Now she was going in the gate, his gaze full of her, his black eyes like the eyes of a jungle animal, hypnotic and evil. She made herself meet his look the whole way from the gate to the door.
Inside, she leaned up against the wall a moment, recovering. He was still there, just the other side of the door. She went back through the house to the kitchen, where the Kelmans’ cook hummed over her pea soup, and let herself out the back door, to the little wooden stair up to the attic room.
Her mother was sitting in the window, staring out. The floor and the top of the table and the cupboard bed were spread with bits of clothing, books, and linens. Hanneke closed the door. She had to fight down a surge of hot anger at her mother, who ignored her and began to sing.
Taking off her shawl, Hanneke hung it up on the hook by the door. The room was smaller every time she came back to it. The two women had little enough—a few bundles of clothes, a box of books, a chair, a chest full of embroidered linen for Hanneke’s dowry—but with space so dear it all had to be neat, or the room was a chaos. When she did not go out roaming the streets Hanneke’s mother spent the day opening drawers and boxes, taking out her possessions and laying them about, and there was never anywhere to step or sit or even to stand.

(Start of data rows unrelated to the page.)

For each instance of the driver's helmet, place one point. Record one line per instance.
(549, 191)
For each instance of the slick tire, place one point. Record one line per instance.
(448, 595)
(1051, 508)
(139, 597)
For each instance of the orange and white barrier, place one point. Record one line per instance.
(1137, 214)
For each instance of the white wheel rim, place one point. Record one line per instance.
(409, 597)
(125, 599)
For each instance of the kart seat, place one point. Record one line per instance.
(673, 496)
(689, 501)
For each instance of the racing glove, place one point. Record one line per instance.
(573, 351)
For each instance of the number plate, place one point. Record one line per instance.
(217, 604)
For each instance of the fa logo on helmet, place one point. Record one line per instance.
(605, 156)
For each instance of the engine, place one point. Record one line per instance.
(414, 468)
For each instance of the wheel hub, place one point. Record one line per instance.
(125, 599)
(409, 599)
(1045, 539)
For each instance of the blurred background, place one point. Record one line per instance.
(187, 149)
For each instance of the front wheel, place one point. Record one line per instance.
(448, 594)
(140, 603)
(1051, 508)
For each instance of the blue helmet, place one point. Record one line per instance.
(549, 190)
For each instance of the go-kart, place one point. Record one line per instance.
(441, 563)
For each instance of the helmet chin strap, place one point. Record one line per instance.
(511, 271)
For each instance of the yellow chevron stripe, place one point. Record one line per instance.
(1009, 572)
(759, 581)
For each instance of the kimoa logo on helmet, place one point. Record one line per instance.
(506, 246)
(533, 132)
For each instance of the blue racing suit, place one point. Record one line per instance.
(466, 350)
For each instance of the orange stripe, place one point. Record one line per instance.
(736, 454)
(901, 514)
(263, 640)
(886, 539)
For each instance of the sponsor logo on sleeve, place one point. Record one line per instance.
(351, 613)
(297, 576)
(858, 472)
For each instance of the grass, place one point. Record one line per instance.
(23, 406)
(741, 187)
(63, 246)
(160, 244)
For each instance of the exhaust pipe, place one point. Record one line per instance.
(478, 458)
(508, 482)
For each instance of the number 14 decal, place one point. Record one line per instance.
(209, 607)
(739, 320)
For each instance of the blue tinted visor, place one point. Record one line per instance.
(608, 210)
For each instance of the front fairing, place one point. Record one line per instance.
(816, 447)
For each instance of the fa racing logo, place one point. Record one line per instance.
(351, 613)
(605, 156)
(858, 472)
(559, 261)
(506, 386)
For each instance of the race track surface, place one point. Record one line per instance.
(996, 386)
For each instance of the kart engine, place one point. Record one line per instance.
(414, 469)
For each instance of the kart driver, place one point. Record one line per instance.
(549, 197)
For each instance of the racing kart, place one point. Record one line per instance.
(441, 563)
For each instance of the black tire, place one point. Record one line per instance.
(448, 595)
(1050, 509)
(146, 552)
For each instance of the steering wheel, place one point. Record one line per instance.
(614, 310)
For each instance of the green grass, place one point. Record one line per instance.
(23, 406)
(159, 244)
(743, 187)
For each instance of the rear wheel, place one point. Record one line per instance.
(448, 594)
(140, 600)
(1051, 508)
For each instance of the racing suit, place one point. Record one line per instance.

Hanneke said nothing to her mother. She set about cleaning up the room.
Her mother broke off singing. “Where were you?”
“Out,” Hanneke said.
She folded the linen bedsheets intended for her wedding night and laid them back into the cherry wood chest her father had given her when she was twelve. She hated touching these things, seeing them, thinking about the blasted world they tied her to.
“That boy was here again,” her mother said.
“What boy?”
She knew which boy: Michael Rijnhardt, the baker’s boy, who had been coming into Kelman’s backyard every day to look up at the window of Hanneke’s room.
“I hope you threw something at him,” Hanneke said.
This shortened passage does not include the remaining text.